Wednesday, February 13, 2013

Beyond the Fair

Yesterday was a full, whirlwind day.  Long meetings in the morning, walking the floor of the Javits Center for the annual American International Toy Fair in the afternoon, then running off to a workshop in the evening to learn about writing the news for kids.

Toy fair is a fluorescent lit, starburst try-me shout, wow wow, look here spectacle.  Never good for someone who has a fear of crowded spaces, who panics when over-stimulated with bright lights and loud noises.

At some point, I became delirious, nearly falling over in tearful laughter when someone pointed out a baby-doll with a toilet and a little poop inside it that disappears when you flush, leaving me with flashbacks of a doll I had as a little girl, who came with green-slime baby food that went straight through her pliable pink lips and out her butt into a diaper, which was both thrilling and repulsive at the same time.  

So with head aching, armpits sweating (crowds, crowds, too many crowds), thinking about rubber-bodied baby dolls regurgitating green slime, I found myself in some dark corner of baby sippy-cups with flexible handles and looked up.  Windows.  I had forgotten the Javits Center had windows. I could see sky. And the hint of some gray cloud.

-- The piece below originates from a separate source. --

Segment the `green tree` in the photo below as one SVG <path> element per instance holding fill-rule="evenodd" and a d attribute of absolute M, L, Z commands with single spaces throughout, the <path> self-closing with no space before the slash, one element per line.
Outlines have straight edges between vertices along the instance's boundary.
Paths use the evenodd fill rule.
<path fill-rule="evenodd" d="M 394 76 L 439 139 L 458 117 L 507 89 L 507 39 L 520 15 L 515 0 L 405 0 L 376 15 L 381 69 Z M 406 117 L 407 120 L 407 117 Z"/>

Of course I shouldn't have, of course I'm sure that my badge didn't allow access there, but I walked behind the black curtain skirting this building of trade booths, and there, beyond the spit up and break down of the show behind the show, beyond carts and boxes and tape and scrap, beyond a building of people buying and selling and shouting the magic of play or childhood or something so irrevocably lost it hurts my heart, was one of the most beautiful sunsets I'd ever seen.    


5 comments:

  1. Gorgeous pic! I used to be fascinated by those dolls that had cuttable hair - although I think it was just supposed to be adjustable because if you cut enough times, no more hair would "grow."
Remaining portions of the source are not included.